Department of Translational Research, National Cancer Institute - CRO-IRCSS, Aviano, Italy.
Doctoral School in Pharmacological Sciences, University of Padua, Padua, Italy.
Nanomedicine (Lond). 2016 Sep;11(18):2431-41. doi: 10.2217/nnm-2016-0154. Epub 2016 Aug 25.
To demonstrate that exosomes (exo) could increase the therapeutic index of doxorubicin (DOX).
MATERIALS & METHODS: Exosomes were characterized by nanoparticle tracking analysis and western blot. Tissue toxicity was evaluated by histopathological analysis and drug efficacy by measuring tumor volume. DOX biodistribution was analyzed by MS.
Exosomal doxorubicin (exoDOX) avoids heart toxicity by partially limiting the crossing of DOX through the myocardial endothelial cells. For this reason, mice can be treated with higher concentration of exoDOX thus increasing the efficacy of DOX as demonstrated in breast and ovarian mouse tumors.

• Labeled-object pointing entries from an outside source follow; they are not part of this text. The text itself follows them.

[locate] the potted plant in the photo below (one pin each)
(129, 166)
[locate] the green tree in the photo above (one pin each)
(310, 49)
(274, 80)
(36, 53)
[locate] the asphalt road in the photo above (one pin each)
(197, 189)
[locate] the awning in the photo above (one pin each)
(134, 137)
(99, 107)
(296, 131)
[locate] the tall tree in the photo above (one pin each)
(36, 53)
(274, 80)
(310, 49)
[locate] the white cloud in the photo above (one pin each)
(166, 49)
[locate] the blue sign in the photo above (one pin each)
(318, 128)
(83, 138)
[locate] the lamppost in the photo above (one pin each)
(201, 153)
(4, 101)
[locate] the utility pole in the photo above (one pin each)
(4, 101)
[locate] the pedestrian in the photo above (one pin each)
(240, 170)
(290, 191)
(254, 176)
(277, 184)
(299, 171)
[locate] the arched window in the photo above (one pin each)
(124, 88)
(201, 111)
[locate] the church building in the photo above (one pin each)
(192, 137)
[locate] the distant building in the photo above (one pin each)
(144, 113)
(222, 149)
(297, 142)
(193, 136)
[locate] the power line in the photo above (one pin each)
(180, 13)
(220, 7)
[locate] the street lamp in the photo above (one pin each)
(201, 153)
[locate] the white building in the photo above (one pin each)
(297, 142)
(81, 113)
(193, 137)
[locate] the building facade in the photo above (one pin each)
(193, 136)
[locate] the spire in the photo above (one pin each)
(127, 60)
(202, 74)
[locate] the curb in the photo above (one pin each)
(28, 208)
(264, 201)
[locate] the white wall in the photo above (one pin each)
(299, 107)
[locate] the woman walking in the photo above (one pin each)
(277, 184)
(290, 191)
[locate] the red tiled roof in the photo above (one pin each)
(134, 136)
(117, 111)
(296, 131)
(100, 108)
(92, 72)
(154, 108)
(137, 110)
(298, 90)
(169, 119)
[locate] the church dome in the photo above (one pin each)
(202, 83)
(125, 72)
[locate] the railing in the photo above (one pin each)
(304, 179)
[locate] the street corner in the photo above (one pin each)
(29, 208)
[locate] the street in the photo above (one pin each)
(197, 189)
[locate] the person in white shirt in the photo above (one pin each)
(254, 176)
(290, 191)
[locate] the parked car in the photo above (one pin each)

ExoDOX is safer and more effective than free DOX. Importantly, the first spontaneous transformed syngeneic model of high-grade serous ovarian cancer was utilized for providing a new therapeutic opportunity.
证明外泌体(exo)可以提高阿霉素(DOX)的治疗指数。
通过纳米颗粒跟踪分析和 Western blot 对 exosomes 进行了表征。通过组织病理学分析评估组织毒性,通过测量肿瘤体积评估药物疗效。通过 MS 分析 DOX 的生物分布。
外泌体阿霉素(exoDOX)通过部分限制 DOX 通过心肌内皮细胞的穿越,从而避免了心脏毒性。因此,小鼠可以用更高浓度的 exoDOX 进行治疗,从而提高 DOX 的疗效,这在乳腺癌和卵巢癌小鼠肿瘤中得到了证实。
exoDOX 比游离 DOX 更安全、更有效。重要的是,首次利用自发转化的同源卵巢癌高级别浆液性癌模型为提供了新的治疗机会。